Structural and phase transformations in quasi-binary TiNi–TiCu alloys with thermomechanical shape-memory effects

Abstract

The structure, thermoelastic martensitic transformations, and physical properties of the usual microcrystalline and rapidly quenched submicrocrystalline ternary alloys of the quasi-binary TiNi–TiCu section with a copper content to 35 at % have been studied in a wide temperature range. The fine structure of the alloys has been investigated by the methods of the analytical transmission and scanning electron microscopy, and selected-area electron diffraction, including the in situ heating and cooling in the column of the microscope.

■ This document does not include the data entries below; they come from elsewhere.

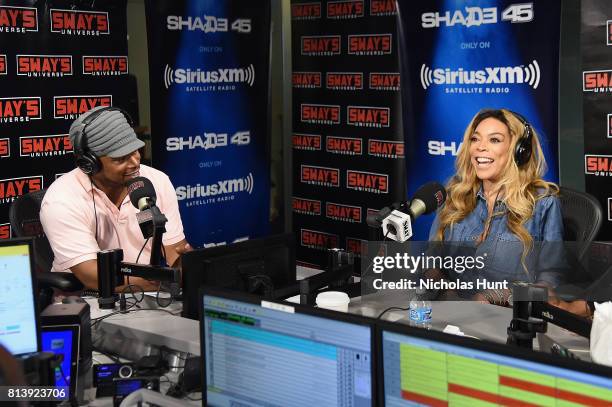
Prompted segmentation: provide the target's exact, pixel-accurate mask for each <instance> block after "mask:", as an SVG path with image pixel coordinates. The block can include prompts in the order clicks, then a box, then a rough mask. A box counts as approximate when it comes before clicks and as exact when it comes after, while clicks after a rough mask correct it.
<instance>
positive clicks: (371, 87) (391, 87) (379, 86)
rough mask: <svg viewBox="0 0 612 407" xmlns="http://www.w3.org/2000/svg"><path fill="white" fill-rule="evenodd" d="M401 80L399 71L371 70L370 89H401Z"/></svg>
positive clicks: (382, 89) (370, 75) (381, 89)
mask: <svg viewBox="0 0 612 407" xmlns="http://www.w3.org/2000/svg"><path fill="white" fill-rule="evenodd" d="M399 80H400V76H399V73H398V72H371V73H370V89H373V90H399V86H400V85H399Z"/></svg>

The main specific features of the premartensitic state of the B2 austenite, the morphology, and the fine structure of the B19 and B19′ martensitic phases have been established, and their evolution upon the alloying with copper and upon grain refinement and cooling and heating in situ have been studied. According to the data of the temperature measurements of electrical resistance, magnetic susceptibility, and XRD analysis, generalized complete diagrams of the B2 ↔ B19′, B2 ↔ B19 ↔ B19′ and B2↔ B19 martensitic transformations that occur upon cooling in these alloys with an increase in the copper concentration in the limits of 0–8, 8–15, and 15–35 at %, respectively, have been constructed.